Anyway, during the chat after she caught me, my mum didn't say how she felt about it, but she did tell me that if my dad found out it would 'break his heart', so I regressed deeper into the closet.

She died six years ago. Only after that have I come to understand and accept this part of myself, and I wish I'd at least had the choice to discuss it with her now. If only to reassure her that it was just who I was, and nothing she'd done wrong. It makes me sad to think that she'd carried a whole load of guilt for years, and I was never ready to take it away from her.

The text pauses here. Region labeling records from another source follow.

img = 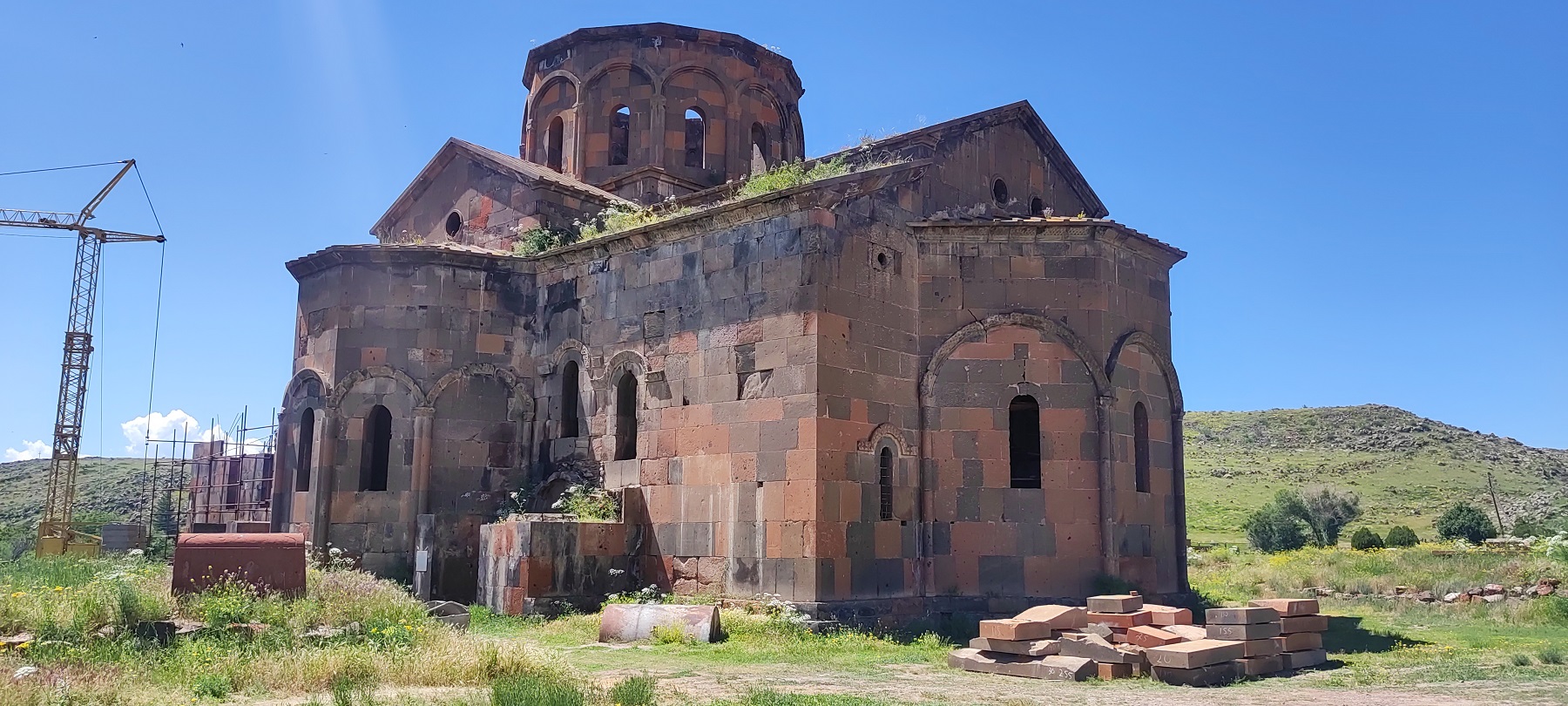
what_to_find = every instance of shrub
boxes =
[735,157,850,200]
[610,675,659,706]
[555,485,621,522]
[1242,502,1306,553]
[1509,518,1552,537]
[1383,524,1421,546]
[1274,485,1361,546]
[192,673,233,700]
[1350,527,1383,551]
[1436,502,1497,545]
[490,675,588,706]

Anyway, this is far to depressing compared to Catherine's original post. I'm really pleased for you Catherine. Pleased that you got to share, and pleased that you were accepted so lovingly.

Daphne
xx

Ally 2112
10-14-2014, 08:07 AM
Very nice story .Im glad to hear it all turned out positive :)

NicoleScott
10-14-2014, 08:52 AM
As a boy, I was caught playing with my mom's lipstick and punished, by my dad! I was never sat down for the purpose of asking WHY I did that (as if I could have understood and explained it myself!), but it was just wrong, period. My dad was very traditional, religious, and old-fashioned about most things, and took a strong lead that my mom followed. (For example, he told my brother that he couldn't marry a Catholic girl. It's a mis-match that just won't work.)

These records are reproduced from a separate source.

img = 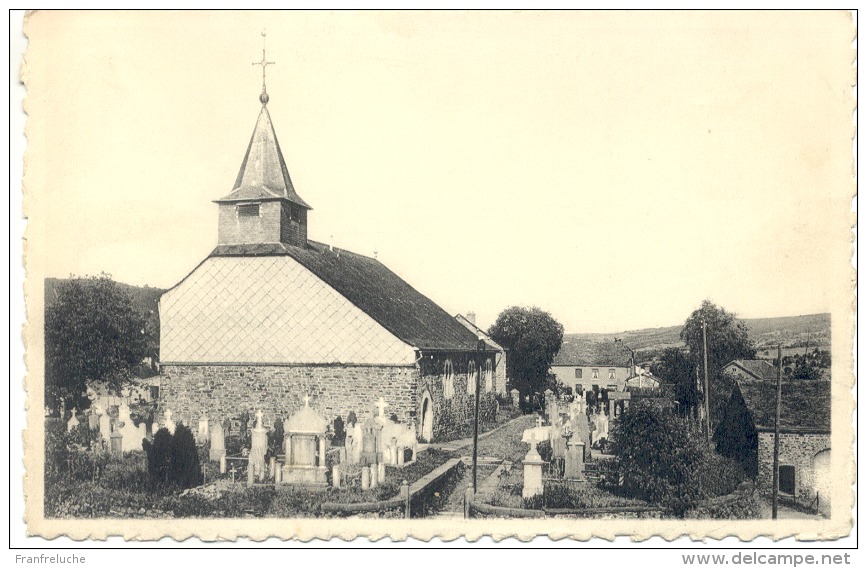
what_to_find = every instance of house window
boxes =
[238,203,259,217]
[443,359,455,398]
[780,465,795,495]
[467,361,479,394]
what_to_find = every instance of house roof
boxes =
[455,314,505,351]
[736,377,831,433]
[551,339,629,367]
[210,241,477,351]
[216,105,310,209]
[723,359,777,381]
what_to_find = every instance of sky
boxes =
[24,11,854,333]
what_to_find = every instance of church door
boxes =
[813,450,831,516]
[421,393,433,442]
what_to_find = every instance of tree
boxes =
[45,274,147,407]
[650,347,699,412]
[611,401,704,514]
[680,300,756,424]
[488,306,563,393]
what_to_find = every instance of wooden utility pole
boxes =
[701,319,710,444]
[473,335,485,491]
[771,343,783,519]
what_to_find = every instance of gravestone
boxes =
[66,408,80,432]
[196,416,211,444]
[521,422,551,498]
[163,410,177,436]
[521,440,545,499]
[592,412,608,444]
[208,420,226,461]
[563,440,584,479]
[117,403,144,452]
[99,411,111,448]
[281,395,328,486]
[345,421,363,465]
[247,410,268,481]
[360,412,383,465]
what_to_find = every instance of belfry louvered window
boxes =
[238,203,259,217]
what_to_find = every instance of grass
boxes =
[459,414,536,462]
[488,464,649,509]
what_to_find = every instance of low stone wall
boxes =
[756,432,831,502]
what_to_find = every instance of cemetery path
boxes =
[420,415,535,518]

My mom and I were close, but not so close that I confided in her that I crossdressed, because of that experience as a boy, since she didn't intervene or express an opinion on the matter. But I believe that without the influence of my dad, my mom would always love me the same, crossdresser or not. Not that my dad didn't love me. He did, but would have never accepted my crossdressing. My mom would have. Sometimes I wonder if she knew all along.

Marcelle
10-14-2014, 09:47 AM
Hi Catherine,

What a great ending to a story . . . very glad to hear you mother is so accepting.

Hugs

Isha

Samantha_Smile
10-16-2014, 11:12 AM
Lovely to hear.
Gives me hop of something similar one day :)

KiwiKate
10-17-2014, 03:37 PM
Awesome story.It must make you very happy.Being understood and accepted by someone is huge!

ArleneRaquel
10-17-2014, 03:45 PM
Lady Catherine,
Thank you for posting a truely awesome & inspiring story.

Isabella Ross
10-17-2014, 06:56 PM
Catherine...writing this with a tear in my eye, as it brought back my own memories of telling my mom early this year. I'm sure you will agree...it was cathartic and powerful. I still don't understand why it was so important that I told her (and, although not as important to me, my dad, and my brother, and his wife). Must be some kind of mixed up son/daughter emotions or connections that needed to be kind of rewired through disclosure. You'll be high for days, sister. Happy for you.